Pingyao


[27-08-2000]

The Train Journey:
Ed: Has anyone seen Bladerunner? That is Blade-Runner, and not Bladder Runner, which is a film about an international organ donation courier, and it is the film which has lots of imposing dark buildings with lights and big bits and chinese written on them. Well Beijing Xi Zhan (Beijing West Station) is big, imposing, dark, with lights and some chinese on it, and it inside it exhubes (what? --ed) a sort of eighties stainless steel and neoness that so much of China has. We even thought it had the quality shite tea parlour/luggage room, which some old hag in a stained velour jumpsuit persuaded us was supposed to be the official left luggage room, even though we would have concluded that all Beijing Xi Zhan could afford was a nasty cupboard with the doors held on by twine.

Having succesfully negotiated our way out of the tea room without offending the proprietor, we managed to dump our stuff in the official left luggage area (mortuary stylee) and minced off around a Beijing Cuban Bar for a couple of hours getting pissed. The bar was called Havana, and the only other people in the crazy outside sofa type place was a TV crew and an indo-mexican-glaswegian-chinese rock band. Being discouraged from breathing by the Gloria Estefan music, we succeded in getting the staff to pump out `sensemillia, marijuana' while the interview was being shot. Chinese television promoting the use of Class B illegal substances? No.

After some coffee at the dead posh SwissOtel (which cost as much as a small car) we returned to the station. It was dark, and the station had acquired an evil smelling crowd in our football pitch sized waiting room. And this was only waiting room no.7. Jo explained to me that this was the hard seat crowd, and they were queueing up to get seats as they all had unassigned tickets. Then Jo explained that we would be travelling like this on some parts of the journey. This made me panic a bit, but nothing that a sit down and Fanta couldn't sort out. It is hard to find anywhere that isn't 4 metres away from your nearest Fanta/Sedatives stall.
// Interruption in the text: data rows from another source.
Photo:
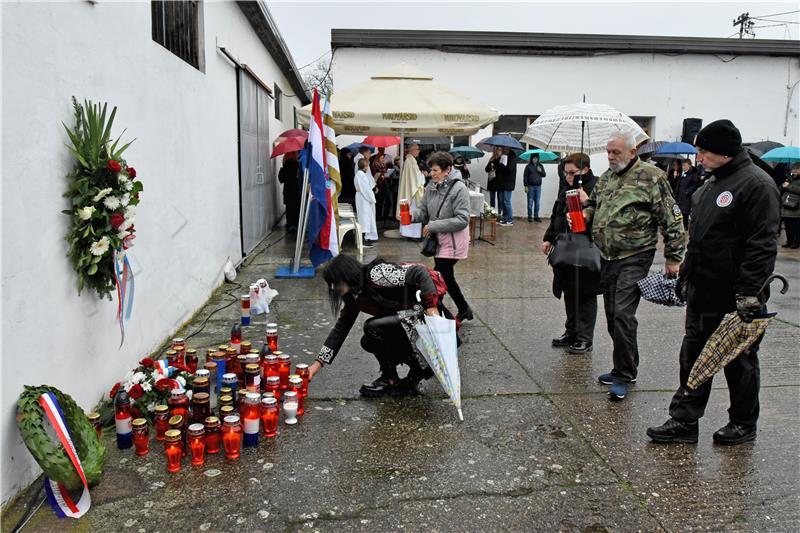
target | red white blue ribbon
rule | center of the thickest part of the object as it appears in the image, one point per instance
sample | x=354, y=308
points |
x=123, y=278
x=57, y=496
We managed to get on the train and sort of did a tower of hanoi trick to get our bags snuggled up safely. The train has about 12-14 carriages, with about half sleeper sleeper and half sitty sitty (more about sino-english later). Each sleeper has about 10 compartments with triple bunks on each side of the compartment. I make that about 40,000 people on each train, or something similar.

The bed's are naturally hard, and it was exceedingly hot for most of the evening, but having dug myself in with Jo, ready for a grueling 15 hour ride, we were woken up at 0700, 10 hrs after we had left, to be told that our stop was half an hour away. Nice!


Ping Yao
Jo: In Pingyao we very luckily got approached by the owner of the Hotel that we were aiming for. I had written the name down the previous afternoon in Havana, and due to the somewhat bizarre effect that Yanjing beer has on one's mental faculties, had apparently thought it a brilliant idea to try my hand at comedy calligraphy, and could not read a word. So anyway we got to the Paradise Hotel and got a room in a fantastic Qing dynasty building and went out for a wander.

Pingyao, being something of a rural backwater, was well left alone in the Cultural Revolution so is full of Qing and Ming dynasty buildings and was used as the set for the film `Raise the Red Lantern.' Well that's what the Rough Guide says. It is very beautiful with 6kms of wall surrounding the old city. We got up to the top of the wall, and having found a very unbusiness-like bicycle hirer (i.e. she wounldn't haggle) decided to walk around the top. This was fine, although we should have realised that saying to each other "We're going to burn aren't we?" as we left the first watchtower was something of a premonition. Didn't burn too much (thanks to the nearby coal works doing a top job of thickening the atmosphere) but we did walk full square, only to return to the first watchtower on hands and knees, rasping to the drinks vendors for water. As an indication of the impression that this experience made on Ed, the only phrase of more than three words that he can readily remember is "Do you have a fridge?"

Back at the hotel room, with traditional painted ceiling, floor level window looking out through the eaves, futon big enough for four laowai (`wise foreigner') along with traditional air-con and 16in TV, we slept for the rest of the afternoon, and most of the evening, so restful had the previous night on the train been.

Cheeky bit of food, staring at Meekon style local kids and chit-chat with English speaking Chinese version of Lovejoy, we prepared ourselves for 12 hours of sleep (despite being woken up by the honking traffic at 5,6 & 7, the only time when our lovely pedestrianised street allowed traffic).